Verrazzano's Pizza at 1801 Sunset Pt Rd drew three high-severity violations: no employee health policy, an employee not reporting illness symptoms, and failure to follow parasite destruction procedures. Toilet facilities were also inadequately maintained.

Gastro Pub at 2751 Regency Oaks Blvd was cited for food contact surfaces not properly cleaned, no consumer advisory, and no allergen awareness demonstrated by staff, a violation that puts the 32 million Americans with food allergies at direct risk.

Regency Oaks IL North, also at 2751 Regency Oaks Blvd, was cited for time as a public health control not properly used and no consumer advisory, with equipment in poor repair noted as an intermediate violation.

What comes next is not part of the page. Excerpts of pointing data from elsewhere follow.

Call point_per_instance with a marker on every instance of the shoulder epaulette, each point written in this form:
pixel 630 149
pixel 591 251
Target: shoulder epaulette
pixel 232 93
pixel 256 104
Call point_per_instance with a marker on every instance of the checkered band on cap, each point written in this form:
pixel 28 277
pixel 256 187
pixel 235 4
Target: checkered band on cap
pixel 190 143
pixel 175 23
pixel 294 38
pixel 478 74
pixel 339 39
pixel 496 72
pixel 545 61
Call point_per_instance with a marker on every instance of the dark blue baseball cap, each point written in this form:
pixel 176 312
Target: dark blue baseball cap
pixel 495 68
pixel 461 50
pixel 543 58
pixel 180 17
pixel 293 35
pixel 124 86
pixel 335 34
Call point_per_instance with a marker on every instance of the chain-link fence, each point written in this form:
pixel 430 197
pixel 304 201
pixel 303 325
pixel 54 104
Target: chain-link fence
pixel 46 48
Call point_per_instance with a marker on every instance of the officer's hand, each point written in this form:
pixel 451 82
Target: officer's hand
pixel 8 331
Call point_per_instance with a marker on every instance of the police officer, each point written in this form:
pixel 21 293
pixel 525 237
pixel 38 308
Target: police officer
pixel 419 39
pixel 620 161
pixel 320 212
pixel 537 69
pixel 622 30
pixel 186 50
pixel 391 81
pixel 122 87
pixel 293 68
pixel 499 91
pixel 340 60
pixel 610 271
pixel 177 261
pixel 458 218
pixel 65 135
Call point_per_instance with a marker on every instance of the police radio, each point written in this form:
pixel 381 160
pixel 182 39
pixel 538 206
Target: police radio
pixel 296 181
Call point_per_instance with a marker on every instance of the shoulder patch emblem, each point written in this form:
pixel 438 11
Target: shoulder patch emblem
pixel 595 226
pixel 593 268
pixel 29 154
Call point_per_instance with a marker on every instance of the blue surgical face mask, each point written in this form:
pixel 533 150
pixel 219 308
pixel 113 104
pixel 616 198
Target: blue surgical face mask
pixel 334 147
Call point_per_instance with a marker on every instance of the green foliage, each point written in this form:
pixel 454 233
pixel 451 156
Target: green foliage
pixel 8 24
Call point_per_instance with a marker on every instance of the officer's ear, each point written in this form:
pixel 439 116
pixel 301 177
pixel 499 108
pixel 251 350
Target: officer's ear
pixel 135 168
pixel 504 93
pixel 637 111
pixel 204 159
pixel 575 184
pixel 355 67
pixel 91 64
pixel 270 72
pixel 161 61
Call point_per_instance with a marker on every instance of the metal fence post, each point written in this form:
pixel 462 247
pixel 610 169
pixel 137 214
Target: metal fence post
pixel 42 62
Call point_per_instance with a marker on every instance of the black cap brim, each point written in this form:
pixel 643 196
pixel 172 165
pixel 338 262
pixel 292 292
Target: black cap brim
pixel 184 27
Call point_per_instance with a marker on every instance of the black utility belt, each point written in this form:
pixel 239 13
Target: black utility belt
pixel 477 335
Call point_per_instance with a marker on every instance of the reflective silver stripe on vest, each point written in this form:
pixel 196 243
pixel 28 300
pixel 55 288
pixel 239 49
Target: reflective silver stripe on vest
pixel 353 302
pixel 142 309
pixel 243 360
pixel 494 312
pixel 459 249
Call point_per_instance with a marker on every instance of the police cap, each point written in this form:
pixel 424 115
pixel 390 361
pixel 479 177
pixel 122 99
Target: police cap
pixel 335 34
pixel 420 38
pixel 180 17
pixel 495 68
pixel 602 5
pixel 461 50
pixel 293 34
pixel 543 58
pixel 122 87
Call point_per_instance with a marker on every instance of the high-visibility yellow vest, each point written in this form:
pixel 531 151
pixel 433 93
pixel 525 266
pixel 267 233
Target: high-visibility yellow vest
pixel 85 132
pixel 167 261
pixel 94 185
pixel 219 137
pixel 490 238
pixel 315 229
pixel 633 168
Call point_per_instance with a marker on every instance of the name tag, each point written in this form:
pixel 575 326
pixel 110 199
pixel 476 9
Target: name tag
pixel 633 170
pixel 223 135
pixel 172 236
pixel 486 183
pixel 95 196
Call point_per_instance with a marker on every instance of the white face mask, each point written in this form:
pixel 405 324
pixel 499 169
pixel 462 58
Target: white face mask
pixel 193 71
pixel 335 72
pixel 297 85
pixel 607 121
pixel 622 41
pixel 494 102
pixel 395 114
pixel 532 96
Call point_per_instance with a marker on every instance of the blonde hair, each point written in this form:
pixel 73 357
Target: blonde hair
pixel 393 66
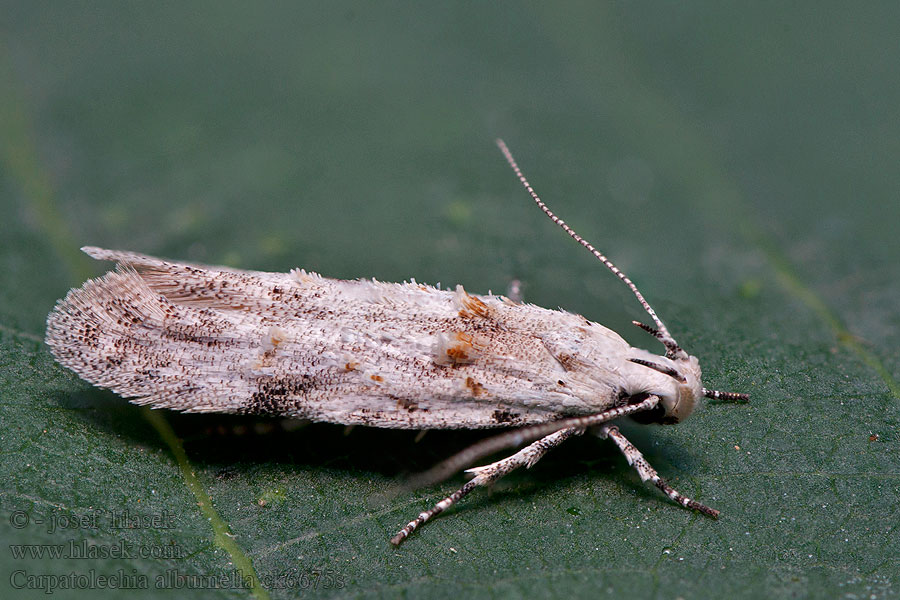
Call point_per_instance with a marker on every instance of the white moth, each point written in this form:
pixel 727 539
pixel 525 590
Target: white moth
pixel 211 339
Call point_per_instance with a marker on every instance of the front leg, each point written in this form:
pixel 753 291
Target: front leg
pixel 488 474
pixel 640 464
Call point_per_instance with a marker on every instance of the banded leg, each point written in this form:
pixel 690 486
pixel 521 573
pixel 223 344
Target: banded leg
pixel 488 474
pixel 648 473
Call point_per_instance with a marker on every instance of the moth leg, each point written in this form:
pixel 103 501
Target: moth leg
pixel 648 473
pixel 488 474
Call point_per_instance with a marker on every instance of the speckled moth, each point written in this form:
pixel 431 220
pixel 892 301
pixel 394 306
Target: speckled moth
pixel 212 339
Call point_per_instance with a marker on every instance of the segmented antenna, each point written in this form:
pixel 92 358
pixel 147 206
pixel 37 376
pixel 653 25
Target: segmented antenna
pixel 673 350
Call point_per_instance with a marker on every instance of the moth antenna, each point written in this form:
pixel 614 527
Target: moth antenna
pixel 730 396
pixel 671 352
pixel 663 334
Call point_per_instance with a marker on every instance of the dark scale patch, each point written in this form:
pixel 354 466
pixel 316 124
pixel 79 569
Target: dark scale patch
pixel 275 395
pixel 406 404
pixel 502 415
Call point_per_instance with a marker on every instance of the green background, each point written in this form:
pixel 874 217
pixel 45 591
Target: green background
pixel 739 162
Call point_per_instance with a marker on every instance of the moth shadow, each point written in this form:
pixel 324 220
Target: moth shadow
pixel 229 445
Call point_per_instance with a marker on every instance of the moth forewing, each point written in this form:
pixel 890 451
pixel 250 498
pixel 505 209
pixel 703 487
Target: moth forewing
pixel 197 338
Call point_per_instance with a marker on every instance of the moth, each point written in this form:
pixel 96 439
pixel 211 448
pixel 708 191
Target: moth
pixel 200 339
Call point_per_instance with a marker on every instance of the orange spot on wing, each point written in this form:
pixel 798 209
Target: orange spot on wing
pixel 476 388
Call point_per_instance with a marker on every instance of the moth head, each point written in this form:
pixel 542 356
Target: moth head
pixel 675 382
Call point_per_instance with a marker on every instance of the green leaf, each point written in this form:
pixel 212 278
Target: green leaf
pixel 740 166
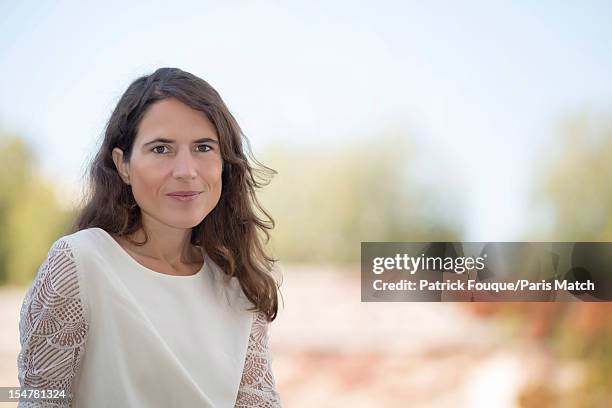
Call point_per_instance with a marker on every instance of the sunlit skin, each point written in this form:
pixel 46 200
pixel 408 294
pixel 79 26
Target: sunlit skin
pixel 157 168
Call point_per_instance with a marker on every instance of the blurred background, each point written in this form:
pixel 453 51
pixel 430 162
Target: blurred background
pixel 391 121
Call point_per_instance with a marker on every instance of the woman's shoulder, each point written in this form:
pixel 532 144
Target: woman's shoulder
pixel 80 240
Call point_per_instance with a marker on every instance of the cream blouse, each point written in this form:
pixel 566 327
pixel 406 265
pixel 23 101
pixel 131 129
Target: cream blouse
pixel 117 334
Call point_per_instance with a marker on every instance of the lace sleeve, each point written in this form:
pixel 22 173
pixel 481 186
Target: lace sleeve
pixel 52 326
pixel 257 387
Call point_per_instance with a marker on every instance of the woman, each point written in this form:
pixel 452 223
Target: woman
pixel 162 294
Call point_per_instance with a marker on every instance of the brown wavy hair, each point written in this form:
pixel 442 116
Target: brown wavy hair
pixel 232 233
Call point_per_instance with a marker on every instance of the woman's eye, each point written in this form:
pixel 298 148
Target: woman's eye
pixel 155 149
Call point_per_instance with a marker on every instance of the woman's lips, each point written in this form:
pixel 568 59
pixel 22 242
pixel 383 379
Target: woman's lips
pixel 183 197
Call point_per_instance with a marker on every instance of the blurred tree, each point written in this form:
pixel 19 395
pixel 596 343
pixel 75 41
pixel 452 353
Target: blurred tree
pixel 326 200
pixel 573 195
pixel 30 216
pixel 572 199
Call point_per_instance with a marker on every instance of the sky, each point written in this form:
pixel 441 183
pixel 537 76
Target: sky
pixel 481 87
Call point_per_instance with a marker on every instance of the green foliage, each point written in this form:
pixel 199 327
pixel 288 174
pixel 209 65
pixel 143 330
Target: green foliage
pixel 30 216
pixel 326 200
pixel 574 192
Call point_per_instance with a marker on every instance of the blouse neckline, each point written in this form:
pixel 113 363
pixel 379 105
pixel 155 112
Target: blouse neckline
pixel 149 271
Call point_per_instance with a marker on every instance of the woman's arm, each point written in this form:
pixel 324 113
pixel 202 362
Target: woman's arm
pixel 52 327
pixel 257 387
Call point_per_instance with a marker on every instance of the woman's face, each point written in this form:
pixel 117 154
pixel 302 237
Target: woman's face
pixel 176 150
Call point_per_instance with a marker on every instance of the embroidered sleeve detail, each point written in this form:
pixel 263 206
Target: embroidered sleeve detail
pixel 257 387
pixel 52 326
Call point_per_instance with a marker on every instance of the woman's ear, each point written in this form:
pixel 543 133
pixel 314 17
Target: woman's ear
pixel 121 166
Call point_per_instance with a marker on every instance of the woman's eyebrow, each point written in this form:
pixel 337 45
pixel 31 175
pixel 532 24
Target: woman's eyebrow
pixel 164 140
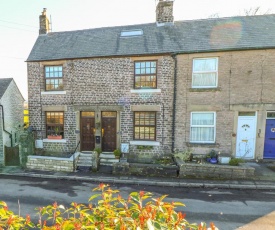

What These Violations Mean

The undercooking violations at East Bistro, Indian Bistro, Britt's Bar and Grill, and Belleair Towers carry direct consequences for anyone who ate at those restaurants during the inspection period. Salmonella in poultry survives below 165 degrees Fahrenheit. Ground beef harboring E. coli O157:H7 requires 155 degrees to be killed. When a kitchen is not reaching those temperatures, the pathogen travels to the plate.

The parasite destruction failures at East Bistro, Indian Bistro, and Verrazzano's Pizza matter most to anyone who ordered fish dishes. Parasites including Anisakis and tapeworm larvae survive in raw or lightly cooked fish unless the fish has been frozen to specific temperatures for specific durations. Without documentation that this process occurred, there is no way to confirm it did.

Food from an unapproved or unknown source at Indian Bistro removes the entire federal inspection layer from whatever ingredients were obtained that way. If a foodborne illness outbreak were traced back to that facility, investigators would have no supply chain records to follow.

The sewage disposal violation at Deep End is among the most acute findings of the week. Improper sewage disposal creates a pathway for fecal contamination throughout a kitchen. That violation, combined with inadequate handwashing facilities and no person in charge present, describes a facility where the basic infrastructure for safe food handling was compromised at multiple points simultaneously.

The Longer Record

The illness-reporting failures documented this week are not minor paperwork gaps. At Indi's Restaurant and Belleair Towers, inspectors found employees not reporting symptoms of illness. At Verrazzano's Pizza, the same violation appeared alongside the absence of any written employee health policy. Norovirus, the leading cause of foodborne illness outbreaks in restaurant settings, spreads through exactly this mechanism: a sick worker who does not report symptoms, handles food, and infects customers before anyone intervenes.

The shell stock traceability failures at East Bistro, Indi's Restaurant, Belleair Towers, and Saki Endless Sushi and Hibachi Eatery represent a specific risk for the tourist population moving through this corridor. Oysters, clams, and mussels are high-risk foods even when properly handled, because many are consumed raw or only lightly cooked. The tagging and record system exists so that if a customer gets sick, health officials can identify the harvest location and pull product from other restaurants. Without those records, that trace is impossible.

The no-consumer-advisory violation appeared at nine of the twelve cited facilities this week, making it the single most common high-severity finding across the corridor. That advisory is required any time a menu offers raw or undercooked animal products, including sushi, rare beef, or raw oysters. Without it, customers with compromised immune systems, pregnant women, the elderly, and young children have no way of knowing they are being offered food that carries elevated risk.

Gastro Pub's allergen awareness violation stands apart from the rest of the week's findings. Staff at that facility demonstrated no allergen awareness during the inspection, meaning the kitchen had no reliable system for identifying or communicating which dishes contained common allergens. Allergic reactions send 30,000 Americans to emergency rooms each year and cause 150 to 200 deaths.